Replica Reproducibility

It is highly recommended that 2-4 replicas be generated for each condition (e.g. cell type, treatment etc.) in your experiment. Our experience shows that Pan Promoter Enrichment Panel experiments are highly reproducible and that coverage over probes and baits is highly correlated between replicas.

To calculate the \(R^2\) value of mean coverage between replicas, you can use the the output mosdepth bed files (ends with regions.bed.gz) that are generated in the QC step.

In the QC step we guided you to generate a coverage profile of probe regions. When evaluating reproducibility between samples you may be interested, in addition, to evaluate the coverage reproducibility across the bait regions (in most cases one promoter is represented by one bait, or, alternatively, by 4 probes). You can simply repeat the mosdepth command with the bait file (e.g. https://s3.amazonaws.com/dovetail.pub/capture/human/h_baits_v1.0.bed) in place of the probe bed file.

The last column in the mosdepth output bed file (e.g. NSC_rep1_probes.regions.bed.gz) specifies the mean coverage at each bait or probe location. You can import the last column for each replica of interest to excel, R data frame, or your choice of statistical tool to calculate \(R^2\) values. In the example below, you can find guidelines for plotting the coverage information of one replica vs. another for calculating the \(R^2\) value.

In your R console:

library(tidyverse)
library(ggplot) #for plotting coverage values of rep1 vs rep2
library(ggpmisc) #for adding regression values to the plot

#read coverage information of rep1 (output bed file from mosdepth step) and rename columns
NSC_rep1_probes <- read.table(gzfile("NSC_rep1_probes.regions.bed.gz"),sep="\t", header=FALSE)
NSC_rep1_probes <-rename(NSC_rep1_probes, chr = V1, start = V2, end = V3, probe = V4, rep1_coverage = V5)

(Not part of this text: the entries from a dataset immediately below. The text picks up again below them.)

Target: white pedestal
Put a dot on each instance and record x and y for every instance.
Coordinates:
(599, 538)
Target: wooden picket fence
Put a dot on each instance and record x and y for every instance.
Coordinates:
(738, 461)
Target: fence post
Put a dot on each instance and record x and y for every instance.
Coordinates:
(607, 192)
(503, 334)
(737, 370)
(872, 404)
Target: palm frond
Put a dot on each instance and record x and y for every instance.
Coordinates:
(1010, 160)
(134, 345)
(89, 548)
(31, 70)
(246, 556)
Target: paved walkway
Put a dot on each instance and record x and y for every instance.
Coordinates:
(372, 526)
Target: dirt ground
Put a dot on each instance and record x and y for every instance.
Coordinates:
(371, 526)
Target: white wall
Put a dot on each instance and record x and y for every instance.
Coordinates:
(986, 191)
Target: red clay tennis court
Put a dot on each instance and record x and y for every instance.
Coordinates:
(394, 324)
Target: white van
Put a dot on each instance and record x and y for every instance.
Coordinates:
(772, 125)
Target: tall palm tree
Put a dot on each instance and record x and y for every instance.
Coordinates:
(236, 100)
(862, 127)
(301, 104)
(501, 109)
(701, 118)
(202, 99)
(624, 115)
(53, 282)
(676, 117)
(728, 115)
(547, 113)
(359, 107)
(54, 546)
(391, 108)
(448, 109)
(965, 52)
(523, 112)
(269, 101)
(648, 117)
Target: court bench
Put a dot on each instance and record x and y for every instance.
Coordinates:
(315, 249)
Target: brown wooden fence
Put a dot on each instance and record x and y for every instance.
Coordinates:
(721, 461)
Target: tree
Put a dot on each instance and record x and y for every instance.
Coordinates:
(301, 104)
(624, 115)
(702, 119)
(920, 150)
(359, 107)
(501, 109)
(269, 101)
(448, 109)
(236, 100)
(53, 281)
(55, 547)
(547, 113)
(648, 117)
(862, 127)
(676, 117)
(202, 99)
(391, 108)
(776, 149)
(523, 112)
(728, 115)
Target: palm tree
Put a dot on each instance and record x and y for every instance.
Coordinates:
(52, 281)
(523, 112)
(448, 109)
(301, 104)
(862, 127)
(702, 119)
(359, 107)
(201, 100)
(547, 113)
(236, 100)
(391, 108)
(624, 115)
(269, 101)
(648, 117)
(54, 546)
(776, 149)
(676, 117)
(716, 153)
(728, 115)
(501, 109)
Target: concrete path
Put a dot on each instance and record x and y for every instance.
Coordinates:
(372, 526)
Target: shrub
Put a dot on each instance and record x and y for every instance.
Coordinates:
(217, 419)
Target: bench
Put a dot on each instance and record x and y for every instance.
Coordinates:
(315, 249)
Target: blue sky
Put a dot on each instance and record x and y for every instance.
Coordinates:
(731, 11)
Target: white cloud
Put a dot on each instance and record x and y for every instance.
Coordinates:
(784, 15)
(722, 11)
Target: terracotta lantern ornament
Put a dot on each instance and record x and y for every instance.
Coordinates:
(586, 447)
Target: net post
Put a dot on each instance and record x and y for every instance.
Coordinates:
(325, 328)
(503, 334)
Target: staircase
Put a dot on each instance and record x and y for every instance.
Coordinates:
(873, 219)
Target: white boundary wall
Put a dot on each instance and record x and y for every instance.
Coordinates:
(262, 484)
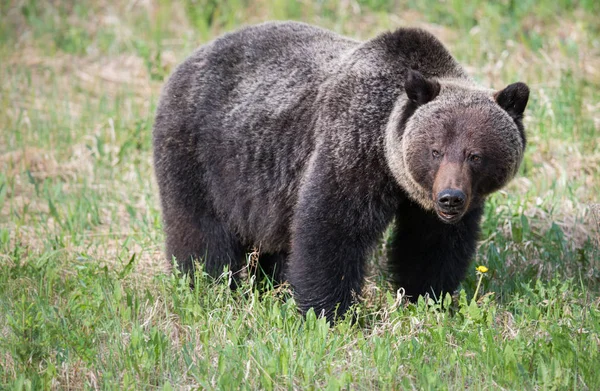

#read coverage information of rep2 (output bed file from mosdepth step) and rename columns
NSC_rep2_probes <- read.table(gzfile("NSC_rep2_probes.regions.bed.gz"),sep="\t", header=FALSE)
NSC_rep2_probes <-rename(NSC_rep2_probes, chr = V1, start = V2, end = V3, probe = V4, rep2_coverage = V5)

#combine replicates into one data frame
df<-full_join(NSC_rep1_probes,NSC_rep2_probes)

#Plot coverage of probes of replica1 vs replica2
ggplot(df, aes(x = rep1_coverage, y = rep2_coverage)) + geom_point()

#calculate R-squared value
cor(df$rep1_coverage,df$rep2_coverage)^2

#Alternatively, you can add the regression function and the R-squared value to the graph:

ggplot(df, aes(x = rep1_coverage, y = rep2_coverage)) + geom_point() + stat_smooth(method = "lm", color = "black", formula = y ~ x) + stat_poly_eq (formula = y ~ x)

#Final plot (with title and no background)

ggplot(df, aes(x = rep1_coverage, y = rep2_coverage)) + geom_point() + stat_smooth(method = "lm", color = "black", formula = y ~ x) + stat_poly_eq (formula = y ~ x) + labs(title="MEAN COVERAGE OVER PROBES",x="NSC replica 1", y = "NSC replica 2") + theme_classic() + theme(plot.title = element_text(hjust = 0.5))
_images/Rplot_NSC_probe.png

Typically \(R^2\) values for mean probe coverage are around 0.9 (ranging from 0.85 - 0.95) and \(R^2\) values for mean bait coverage are around 0.95 (ranging from 0.95 - 0.99).